HomeKabar BintuniHARI OTSUS PAPUA: Otsus Dinilai Masih Jadi Label, Akwan Desak Penegakan Hukum...

HARI OTSUS PAPUA: Otsus Dinilai Masih Jadi Label, Akwan Desak Penegakan Hukum Jadi Prioritas

Manokwari — Memperingati Hari Otonomi Khusus Papua yang jatuh setiap 21 November, pemerhati hukum dan kebijakan publik Papua, Yohanes Akwan, menilai implementasi Otonomi Khusus (Otsus) hingga kini belum memberikan dampak nyata bagi masyarakat Papua. Otsus, yang telah berjalan lebih dari dua dekade, dinilai masih menjadi label kebijakan tanpa perubahan signifikan di tingkat akar rumput.

Hari Otsus Papua diperingati berdasarkan Keputusan Gubernur Papua Nomor 188.4/385/2016. Penetapan 21 November sebagai hari refleksi ini dimaksudkan untuk mengingatkan publik bahwa Otsus merupakan pengakuan negara terhadap kekhususan Papua serta kebutuhan perlindungan atas hak-hak adat dan identitas masyarakatnya. Peringatan tersebut sekaligus menjadi momentum untuk mengevaluasi kekurangan pelaksanaan Otsus selama ini.

Menurut Yohanes Akwan, berbagai program memang telah dijalankan pemerintah pusat maupun pemerintah daerah. Namun, kenyataannya Otsus masih dianggap gagal menjawab kebutuhan dasar masyarakat Papua. Ia menyebut bahwa Otsus yang semestinya menghadirkan solusi politik dan pembangunan justru berjalan jauh dari harapan.

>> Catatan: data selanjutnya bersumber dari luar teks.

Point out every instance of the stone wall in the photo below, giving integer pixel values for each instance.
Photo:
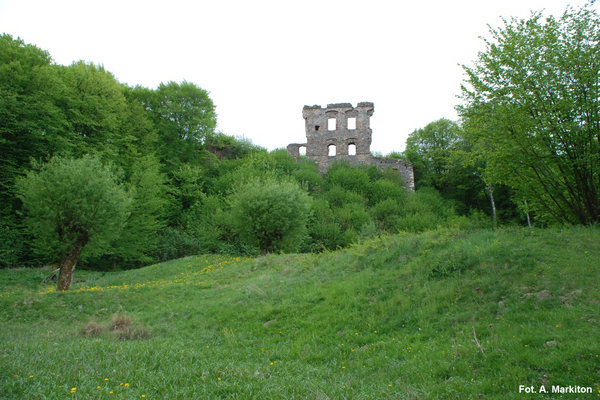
(343, 132)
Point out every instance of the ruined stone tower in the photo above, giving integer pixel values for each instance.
(343, 132)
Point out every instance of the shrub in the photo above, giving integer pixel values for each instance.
(270, 214)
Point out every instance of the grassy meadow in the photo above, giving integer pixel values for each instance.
(446, 314)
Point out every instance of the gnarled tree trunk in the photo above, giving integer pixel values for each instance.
(67, 265)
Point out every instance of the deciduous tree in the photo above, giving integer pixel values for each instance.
(70, 203)
(532, 107)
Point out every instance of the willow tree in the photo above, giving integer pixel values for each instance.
(70, 204)
(531, 107)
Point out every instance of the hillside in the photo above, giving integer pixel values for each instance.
(391, 318)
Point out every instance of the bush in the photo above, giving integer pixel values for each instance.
(270, 215)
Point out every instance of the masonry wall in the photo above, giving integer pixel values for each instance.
(343, 132)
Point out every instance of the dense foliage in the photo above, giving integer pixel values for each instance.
(532, 104)
(527, 141)
(70, 204)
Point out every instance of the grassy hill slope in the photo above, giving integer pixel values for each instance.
(391, 318)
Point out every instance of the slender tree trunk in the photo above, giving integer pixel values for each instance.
(67, 266)
(491, 191)
(527, 214)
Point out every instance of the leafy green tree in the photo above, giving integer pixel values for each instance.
(271, 214)
(184, 116)
(70, 203)
(532, 109)
(30, 120)
(95, 108)
(429, 148)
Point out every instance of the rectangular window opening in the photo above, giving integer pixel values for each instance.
(352, 123)
(331, 124)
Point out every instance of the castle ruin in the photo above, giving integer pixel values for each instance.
(343, 132)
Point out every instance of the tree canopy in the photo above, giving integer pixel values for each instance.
(70, 203)
(531, 108)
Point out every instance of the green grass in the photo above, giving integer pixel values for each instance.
(390, 318)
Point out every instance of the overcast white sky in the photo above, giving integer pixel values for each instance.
(262, 61)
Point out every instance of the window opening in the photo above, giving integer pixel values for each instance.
(331, 124)
(351, 149)
(331, 149)
(352, 123)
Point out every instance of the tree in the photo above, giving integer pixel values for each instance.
(184, 116)
(271, 214)
(428, 149)
(29, 118)
(70, 203)
(532, 107)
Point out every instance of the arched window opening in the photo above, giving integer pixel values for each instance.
(332, 150)
(351, 149)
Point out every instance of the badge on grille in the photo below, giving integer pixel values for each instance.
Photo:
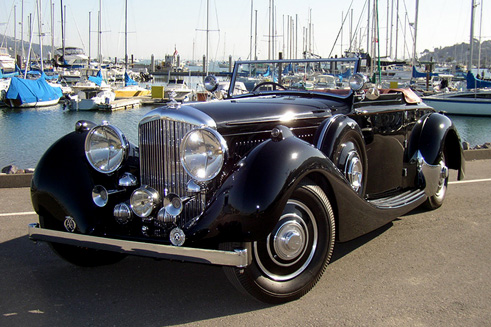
(70, 224)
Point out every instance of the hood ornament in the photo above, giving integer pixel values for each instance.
(173, 104)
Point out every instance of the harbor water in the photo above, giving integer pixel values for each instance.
(25, 134)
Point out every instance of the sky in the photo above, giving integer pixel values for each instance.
(161, 27)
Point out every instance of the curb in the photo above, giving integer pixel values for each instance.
(15, 180)
(24, 180)
(479, 154)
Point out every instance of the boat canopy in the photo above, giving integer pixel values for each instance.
(29, 91)
(417, 74)
(97, 79)
(128, 81)
(474, 83)
(7, 75)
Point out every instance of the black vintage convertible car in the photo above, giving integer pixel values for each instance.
(262, 183)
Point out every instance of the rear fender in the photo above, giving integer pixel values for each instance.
(435, 134)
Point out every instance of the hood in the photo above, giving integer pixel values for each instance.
(262, 113)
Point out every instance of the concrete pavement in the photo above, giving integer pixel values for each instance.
(423, 269)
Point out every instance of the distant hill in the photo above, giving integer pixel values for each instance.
(459, 54)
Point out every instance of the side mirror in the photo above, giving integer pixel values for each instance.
(211, 83)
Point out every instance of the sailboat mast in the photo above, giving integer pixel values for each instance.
(90, 23)
(15, 32)
(99, 35)
(415, 33)
(62, 31)
(250, 43)
(22, 32)
(126, 34)
(40, 30)
(472, 35)
(207, 35)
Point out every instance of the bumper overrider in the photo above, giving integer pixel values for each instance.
(240, 257)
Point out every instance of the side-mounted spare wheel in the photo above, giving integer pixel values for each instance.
(292, 258)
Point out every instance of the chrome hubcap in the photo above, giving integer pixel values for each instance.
(354, 170)
(289, 249)
(289, 240)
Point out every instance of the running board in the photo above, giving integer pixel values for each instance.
(398, 201)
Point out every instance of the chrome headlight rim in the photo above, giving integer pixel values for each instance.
(220, 141)
(123, 146)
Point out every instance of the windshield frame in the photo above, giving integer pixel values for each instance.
(238, 64)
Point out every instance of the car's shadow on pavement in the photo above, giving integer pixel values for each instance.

Akwan menegaskan bahwa penegakan hukum harus menjadi prioritas utama dalam pelaksanaan Otsus ke depan. Ia melihat bahwa lemahnya pengawasan terhadap dana dan kebijakan Otsus membuka ruang bagi penyimpangan, sehingga manfaatnya tidak sepenuhnya dirasakan oleh rakyat.

“Penting bicara penegakan hukum agar kita tahu siapa yang sebenarnya menikmati Otsus: rakyat atau elit politik,” ujarnya.

Selain aspek hukum, Akwan menyoroti sejumlah persoalan mendasar yang menurutnya belum dijawab pemerintah. Ia menjelaskan bahwa tidak adanya regulasi yang kuat untuk melindungi masyarakat adat, termasuk hak ulayat, serta masih digunakannya pendekatan keamanan yang berlebihan dalam proses pembangunan, menjadi salah satu penyebab kerentanan sosial di Papua.

Ia juga menilai belum ada identifikasi menyeluruh terhadap regulasi perlindungan hak dasar Orang Asli Papua (OAP), sementara komunikasi politik antara pemerintah dan masyarakat Papua masih lemah. Terbatasnya kebebasan sipil dalam membentuk narasi publik tentang situasi Papua, minimnya penguatan media baru dan advokasi terhadap isu-isu strategis, serta kurangnya pertanggungjawaban hukum pemimpin politik daerah atas situasi kemanusiaan yang terjadi, turut memperburuk kondisi tersebut.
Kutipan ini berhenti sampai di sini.